Por otro lado, el vertiginoso cambio en la magnitud y los alcances de las guerras, la invención de armas de destrucción masiva que pusieron a la humanidad ante la posibilidad de matar a distancia e incluso de extinguirse necesariamente transformaron las expectativas y los lugares posibles para la retórica formal de los gestos heroicos consagrados por la tradición. Surgió otra clase de liderazgos políticos y militares que se difundieron en imágenes cuya circulación, ascenso y caída parecen más veloces que nunca. Las conquistas y los nuevos lugares que hemos logrado las mujeres en buena parte de las sociedades humanas gracias a las luchas feministas desde principios del siglo XX también generaron nuevas líderes, mártires y heroínas, algunas de cuyas imágenes se volvieron icónicas.

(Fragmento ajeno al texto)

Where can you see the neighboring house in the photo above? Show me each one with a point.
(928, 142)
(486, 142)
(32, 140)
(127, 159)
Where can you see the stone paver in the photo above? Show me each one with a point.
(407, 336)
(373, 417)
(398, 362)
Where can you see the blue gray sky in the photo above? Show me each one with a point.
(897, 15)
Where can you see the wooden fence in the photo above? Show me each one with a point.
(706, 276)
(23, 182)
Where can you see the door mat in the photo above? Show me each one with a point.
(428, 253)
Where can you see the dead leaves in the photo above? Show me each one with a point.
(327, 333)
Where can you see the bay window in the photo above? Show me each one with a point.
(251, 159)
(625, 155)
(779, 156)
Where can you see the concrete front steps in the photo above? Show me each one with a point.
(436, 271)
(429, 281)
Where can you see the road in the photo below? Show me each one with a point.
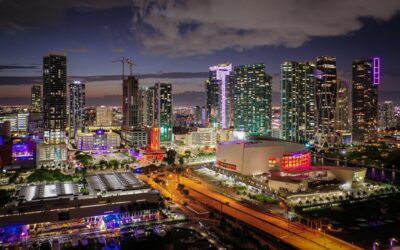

Aun cuando persiste en el imaginario de nuestras naciones latinoamericanas la figura del héroe militar decimonónico como imagen fundante, a lo largo del siglo XX se forjaron nuevas identidades colectivas que trascendieron esas fronteras para volverse referentes de alcance mundial y que se identifican rápidamente en un retrato. De modo que estas breves reflexiones finales están dedicadas a dos figuras icónicas que han saltado de América Latina a la esfera mundial y se han vuelto objeto de innumerables artículos periodísticos, indagaciones históricas, ensayos críticos y académicos, tesis doctorales, novelas, películas, reapropiaciones en obras de arte contemporáneo, exposiciones y manifestaciones populares: Eva Perón y Ernesto “Che” Guevara. La deriva de sus imágenes sugiere la continuidad de algunas cuestiones que hemos visto surgir en la retratística de los héroes en el siglo XIX, así como los cambios que hemos señalado.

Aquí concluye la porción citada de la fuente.